Amanita–Marti Mattia


You can think of each town along this stretch of the 101 as a different woman. Gearhart in pearls, Seaside flashing her cleavage. Cannon Beach all cutesy-cute but fake, right down to the cannon she stole for a name. Arch Cape, the last beach before the tunnel, is the one who actually spat up that famous cannon back in 1898. She holds her secrets close.

You might extend the metaphor all the way down to California, but let’s linger at Arch Cape. She’s an artist, a deconstructionist who takes and breaks your heart, then puts all the pieces back together. Mostly a loner, she bends to nothing but the weather. She’s wild but true.

Arch Cape’s a good spot for someone who wants to lie low. Like Briney Woodlake, a quite widow with a cottage near an overgrown trailhead. Briney knows the tides on the west side of the highway and the forest mycology on the east. Mussels and Matsutakes, Razor Clams and Chanterelles. Nobody knows where Briney came from or how she makes a living or who sends what to her P.O. box in Tolovana. You can mind your own business in Arch Cape.

Fred Gamble, a stocky Ford executive from Michigan, was on a jumpstart trip to Cannon Beach with his wife Vicki. He left her alone with her spy book and headed to Haystack to see if he could spy any puffins. Not seeing a puffin was just the first disappointment of the day. Back at the Stephanie Inn, Fred saw a guy cramming the last flaky scones into a red cap. Then he heard Vicki’s voice, flirting silkily, not with Fred. She was on her phone, facing the ocean, hips gyrating like she was on a dance floor, or taunting some lover in a cheap motel.

He’d overheard Vicki on the phone several times back home, mocking him. Girl talk, she’d said, then tongued his left earlobe, the stale musk of her saliva arousing lust and disgust. She did have a roster of girlfriends. All women talked trash about their husbands, she’d told Fred. Screw that, he’d thought, and upped his game. Jewelry. Date nights. The Stephanie Inn.

Fred jumped in the rent car, mad at Vicki, mad at life, mad at the water in his eyes. He pulled off the highway up a bumpy little road and stopped by a saggy hemlock.

Stepping out, he heard waves crashing, smelled the stew of the woods mingling with the brew of the sea. Smelled his own sweat under his Brut. Saw the cottage with blue shutters, nodded at the woman with the long gray braid at the picnic table. Asked: “Is there a path along here where a man can get lost without getting lost?”
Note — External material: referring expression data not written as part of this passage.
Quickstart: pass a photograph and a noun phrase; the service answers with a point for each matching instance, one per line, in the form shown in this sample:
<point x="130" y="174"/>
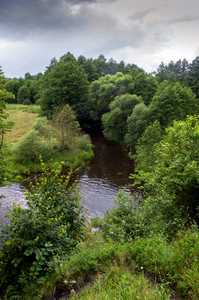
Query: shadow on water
<point x="107" y="173"/>
<point x="99" y="183"/>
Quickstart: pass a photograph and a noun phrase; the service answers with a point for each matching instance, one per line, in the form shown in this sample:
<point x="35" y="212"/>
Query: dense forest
<point x="146" y="249"/>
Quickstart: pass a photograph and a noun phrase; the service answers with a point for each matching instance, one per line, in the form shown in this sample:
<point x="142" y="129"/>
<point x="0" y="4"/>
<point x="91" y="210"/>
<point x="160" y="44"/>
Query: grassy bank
<point x="22" y="118"/>
<point x="32" y="139"/>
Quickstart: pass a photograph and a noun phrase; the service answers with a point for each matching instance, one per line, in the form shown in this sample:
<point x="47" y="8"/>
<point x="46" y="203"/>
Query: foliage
<point x="67" y="126"/>
<point x="49" y="228"/>
<point x="172" y="101"/>
<point x="174" y="71"/>
<point x="100" y="66"/>
<point x="176" y="165"/>
<point x="136" y="124"/>
<point x="121" y="284"/>
<point x="64" y="82"/>
<point x="145" y="154"/>
<point x="104" y="90"/>
<point x="115" y="121"/>
<point x="193" y="77"/>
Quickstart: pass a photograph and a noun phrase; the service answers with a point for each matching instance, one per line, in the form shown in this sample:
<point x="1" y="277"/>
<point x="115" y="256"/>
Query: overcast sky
<point x="144" y="32"/>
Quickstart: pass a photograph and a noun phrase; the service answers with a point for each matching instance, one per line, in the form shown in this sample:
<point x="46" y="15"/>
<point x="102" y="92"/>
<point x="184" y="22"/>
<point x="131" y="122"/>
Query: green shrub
<point x="49" y="229"/>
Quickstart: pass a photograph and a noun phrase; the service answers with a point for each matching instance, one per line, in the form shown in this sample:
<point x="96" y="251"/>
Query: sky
<point x="144" y="32"/>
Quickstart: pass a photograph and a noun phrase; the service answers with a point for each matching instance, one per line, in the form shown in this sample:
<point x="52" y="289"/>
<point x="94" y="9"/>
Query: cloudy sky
<point x="144" y="32"/>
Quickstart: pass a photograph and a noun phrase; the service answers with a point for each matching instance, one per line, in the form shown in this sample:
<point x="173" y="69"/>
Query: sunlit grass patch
<point x="22" y="119"/>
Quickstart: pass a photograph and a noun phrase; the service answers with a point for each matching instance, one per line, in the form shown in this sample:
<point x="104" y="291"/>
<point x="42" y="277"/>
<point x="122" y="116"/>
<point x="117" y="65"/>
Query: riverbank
<point x="98" y="181"/>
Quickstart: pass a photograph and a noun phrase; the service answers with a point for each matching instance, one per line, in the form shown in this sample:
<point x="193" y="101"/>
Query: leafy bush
<point x="115" y="121"/>
<point x="50" y="228"/>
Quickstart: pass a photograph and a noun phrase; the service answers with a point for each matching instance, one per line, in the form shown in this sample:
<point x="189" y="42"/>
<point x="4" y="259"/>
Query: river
<point x="98" y="184"/>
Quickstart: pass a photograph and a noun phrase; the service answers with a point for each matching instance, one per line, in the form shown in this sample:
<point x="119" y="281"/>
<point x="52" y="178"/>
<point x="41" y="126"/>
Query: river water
<point x="107" y="173"/>
<point x="98" y="184"/>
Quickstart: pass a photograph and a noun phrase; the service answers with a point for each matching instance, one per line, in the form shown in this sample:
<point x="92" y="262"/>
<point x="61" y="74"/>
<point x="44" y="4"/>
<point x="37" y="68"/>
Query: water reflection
<point x="108" y="172"/>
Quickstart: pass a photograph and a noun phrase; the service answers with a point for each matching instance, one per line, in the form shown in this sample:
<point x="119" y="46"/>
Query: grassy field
<point x="22" y="118"/>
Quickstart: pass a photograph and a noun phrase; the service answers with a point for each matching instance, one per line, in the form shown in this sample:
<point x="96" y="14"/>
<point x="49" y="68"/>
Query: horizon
<point x="145" y="33"/>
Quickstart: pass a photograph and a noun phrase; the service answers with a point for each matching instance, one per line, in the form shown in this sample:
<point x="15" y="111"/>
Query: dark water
<point x="108" y="172"/>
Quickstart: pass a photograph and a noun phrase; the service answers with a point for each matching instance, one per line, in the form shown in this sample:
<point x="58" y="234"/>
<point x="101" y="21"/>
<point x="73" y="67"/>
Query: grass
<point x="31" y="138"/>
<point x="22" y="118"/>
<point x="120" y="284"/>
<point x="153" y="263"/>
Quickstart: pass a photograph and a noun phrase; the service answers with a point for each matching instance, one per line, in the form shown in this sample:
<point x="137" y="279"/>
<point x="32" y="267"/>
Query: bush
<point x="50" y="228"/>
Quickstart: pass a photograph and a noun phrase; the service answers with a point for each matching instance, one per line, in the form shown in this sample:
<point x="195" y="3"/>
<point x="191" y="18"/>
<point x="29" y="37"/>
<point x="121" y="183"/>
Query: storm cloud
<point x="141" y="32"/>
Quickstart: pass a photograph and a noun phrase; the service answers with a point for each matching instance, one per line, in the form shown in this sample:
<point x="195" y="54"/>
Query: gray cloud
<point x="183" y="19"/>
<point x="144" y="32"/>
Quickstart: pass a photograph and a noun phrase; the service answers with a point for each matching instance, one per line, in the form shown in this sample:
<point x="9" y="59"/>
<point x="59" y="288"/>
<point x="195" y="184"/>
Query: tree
<point x="176" y="167"/>
<point x="136" y="124"/>
<point x="174" y="71"/>
<point x="173" y="101"/>
<point x="24" y="95"/>
<point x="115" y="121"/>
<point x="104" y="90"/>
<point x="144" y="85"/>
<point x="64" y="82"/>
<point x="145" y="156"/>
<point x="193" y="77"/>
<point x="67" y="126"/>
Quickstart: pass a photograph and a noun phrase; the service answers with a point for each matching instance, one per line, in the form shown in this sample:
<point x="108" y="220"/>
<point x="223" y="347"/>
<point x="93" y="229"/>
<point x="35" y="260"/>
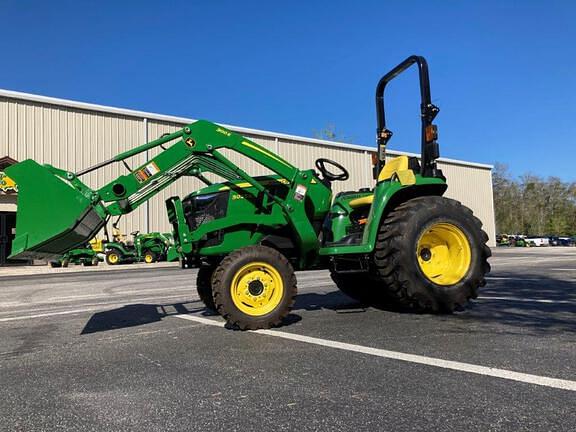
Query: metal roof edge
<point x="175" y="119"/>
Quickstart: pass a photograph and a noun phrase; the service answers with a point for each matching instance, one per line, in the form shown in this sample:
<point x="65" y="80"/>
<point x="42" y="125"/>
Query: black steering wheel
<point x="328" y="175"/>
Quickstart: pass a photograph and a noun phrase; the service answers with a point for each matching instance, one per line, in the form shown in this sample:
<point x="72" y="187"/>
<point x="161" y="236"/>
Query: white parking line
<point x="412" y="358"/>
<point x="527" y="300"/>
<point x="95" y="307"/>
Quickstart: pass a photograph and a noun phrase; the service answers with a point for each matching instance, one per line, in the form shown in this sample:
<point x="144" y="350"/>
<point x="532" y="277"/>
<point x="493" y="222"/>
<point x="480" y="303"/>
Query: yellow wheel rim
<point x="444" y="254"/>
<point x="257" y="289"/>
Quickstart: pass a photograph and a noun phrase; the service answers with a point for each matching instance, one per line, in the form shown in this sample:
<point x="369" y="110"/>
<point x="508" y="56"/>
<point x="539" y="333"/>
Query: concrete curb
<point x="46" y="269"/>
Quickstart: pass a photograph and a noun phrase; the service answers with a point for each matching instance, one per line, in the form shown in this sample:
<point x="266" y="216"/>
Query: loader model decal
<point x="7" y="185"/>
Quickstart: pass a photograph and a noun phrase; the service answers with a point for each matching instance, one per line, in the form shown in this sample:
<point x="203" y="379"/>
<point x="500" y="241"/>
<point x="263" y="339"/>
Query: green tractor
<point x="398" y="241"/>
<point x="148" y="248"/>
<point x="85" y="256"/>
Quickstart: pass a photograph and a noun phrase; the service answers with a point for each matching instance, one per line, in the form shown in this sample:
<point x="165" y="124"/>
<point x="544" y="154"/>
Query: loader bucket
<point x="53" y="217"/>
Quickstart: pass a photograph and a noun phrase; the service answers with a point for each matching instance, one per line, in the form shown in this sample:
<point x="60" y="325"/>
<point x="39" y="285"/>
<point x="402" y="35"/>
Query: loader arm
<point x="58" y="212"/>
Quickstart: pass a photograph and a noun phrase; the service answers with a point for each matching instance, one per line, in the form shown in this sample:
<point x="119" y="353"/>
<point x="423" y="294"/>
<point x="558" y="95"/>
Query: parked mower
<point x="85" y="256"/>
<point x="399" y="241"/>
<point x="148" y="248"/>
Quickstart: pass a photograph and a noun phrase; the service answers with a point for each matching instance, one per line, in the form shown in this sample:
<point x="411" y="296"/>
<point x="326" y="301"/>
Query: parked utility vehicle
<point x="399" y="241"/>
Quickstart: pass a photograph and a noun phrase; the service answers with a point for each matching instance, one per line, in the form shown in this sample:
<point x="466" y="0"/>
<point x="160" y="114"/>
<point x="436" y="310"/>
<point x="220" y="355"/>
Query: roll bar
<point x="428" y="111"/>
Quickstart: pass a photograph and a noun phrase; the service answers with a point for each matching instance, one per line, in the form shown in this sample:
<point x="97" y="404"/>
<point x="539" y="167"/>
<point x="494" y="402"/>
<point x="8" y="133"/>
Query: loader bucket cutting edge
<point x="52" y="217"/>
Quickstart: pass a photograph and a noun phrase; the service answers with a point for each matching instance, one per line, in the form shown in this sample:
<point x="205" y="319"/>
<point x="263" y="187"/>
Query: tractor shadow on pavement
<point x="502" y="302"/>
<point x="140" y="314"/>
<point x="135" y="315"/>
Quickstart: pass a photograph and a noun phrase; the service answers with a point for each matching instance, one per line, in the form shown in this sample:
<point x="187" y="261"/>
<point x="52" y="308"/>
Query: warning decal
<point x="148" y="171"/>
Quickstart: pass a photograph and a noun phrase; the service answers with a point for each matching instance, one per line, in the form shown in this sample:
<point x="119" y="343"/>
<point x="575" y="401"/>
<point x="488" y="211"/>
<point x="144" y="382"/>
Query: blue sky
<point x="503" y="73"/>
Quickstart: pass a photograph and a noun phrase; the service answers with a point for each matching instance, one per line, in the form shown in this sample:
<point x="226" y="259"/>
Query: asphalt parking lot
<point x="134" y="350"/>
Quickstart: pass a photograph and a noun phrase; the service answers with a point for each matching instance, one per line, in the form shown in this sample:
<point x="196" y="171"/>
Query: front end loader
<point x="399" y="241"/>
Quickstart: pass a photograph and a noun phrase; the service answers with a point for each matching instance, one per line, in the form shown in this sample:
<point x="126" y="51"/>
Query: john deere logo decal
<point x="7" y="185"/>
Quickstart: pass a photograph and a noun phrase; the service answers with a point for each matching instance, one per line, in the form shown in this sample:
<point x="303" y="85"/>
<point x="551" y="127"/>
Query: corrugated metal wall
<point x="73" y="136"/>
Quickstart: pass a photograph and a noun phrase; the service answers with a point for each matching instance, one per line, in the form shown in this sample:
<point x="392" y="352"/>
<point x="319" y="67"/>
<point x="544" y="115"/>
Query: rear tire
<point x="254" y="288"/>
<point x="204" y="287"/>
<point x="431" y="254"/>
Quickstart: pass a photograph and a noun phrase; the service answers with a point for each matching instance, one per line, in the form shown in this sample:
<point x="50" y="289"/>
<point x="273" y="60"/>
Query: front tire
<point x="254" y="287"/>
<point x="431" y="254"/>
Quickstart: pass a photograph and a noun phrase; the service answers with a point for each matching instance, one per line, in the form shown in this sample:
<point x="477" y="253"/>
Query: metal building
<point x="75" y="135"/>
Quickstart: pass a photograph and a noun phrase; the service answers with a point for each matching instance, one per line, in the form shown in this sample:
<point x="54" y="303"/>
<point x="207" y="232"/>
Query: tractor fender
<point x="387" y="199"/>
<point x="120" y="249"/>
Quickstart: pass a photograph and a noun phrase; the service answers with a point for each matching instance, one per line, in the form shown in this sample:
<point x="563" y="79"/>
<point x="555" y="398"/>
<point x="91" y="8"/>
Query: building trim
<point x="174" y="119"/>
“Just a second,” Briney said, lifting a mushroom cap to reveal a sporeprint.

“Looks like Amish barn art,” Fred said.

Briney offered tea. Fred had never thought about mushrooms and said so. Briney took him into a dark shed and clicked an ultraviolet penlight to show him the millions of spores floating like a vast Milky Way around a single Amanita Muscaria.

Things made sense then. What he didn’t know about Vicki. She must’ve always had these poisonous emanations, just not visible to the naked eye, is what he decided after he said goodbye to Briney Woodlake.

He drove south, through the tunnel, thinking what a goddamn loser he was, to Vicki anyway. Where the 101 kinked, he parked outside an ice cream place. He’d been cutting calories, but a single vanilla cone couldn’t hurt. He it licked methodically, around and around. Catching each drip felt like a small victory. Driving back through the dark tunnel, he held his breath like he’d done as a child, making a wish as he burst into the astonishing blue world on the other side. More a decision than a wish.

You fight poison with poison, somebody said once. Maybe it was Briney Woodlake who said that. Or Fred, a long time later.

Vicki’s death in Michigan that spring was a mystery. Fred retired early, bought hiking boots, moved to the Oregon coast, the last place the couple had travelled together. People back home found it romantic. He didn’t answer their cards, which they ascribed to the weight of his grief.

Truth is, he was busy with his new love, his true love. The scent of her, her salt on his tongue. Her moods. Her hidden paths. Her lacy white fringe. Her many shades of blue.

Arch Cape loved him back, in her way. Once, Fred was swept out by a sneaker wave but he didn’t fight, so it let him go, delivered him bruised and scraped to the rocky shore. He didn’t get up right away, just lay in her arms, grateful and spent.


Marti Mattia’s background includes fiction, journalism and oral history. Currently at work on her debut novel, she completed her creative writing MFA at Pacific University in 2015 and received a Pushcart Special Mention in 2020. She and her husband Tom divide their time between the Oregon Coast and Austin, Texas.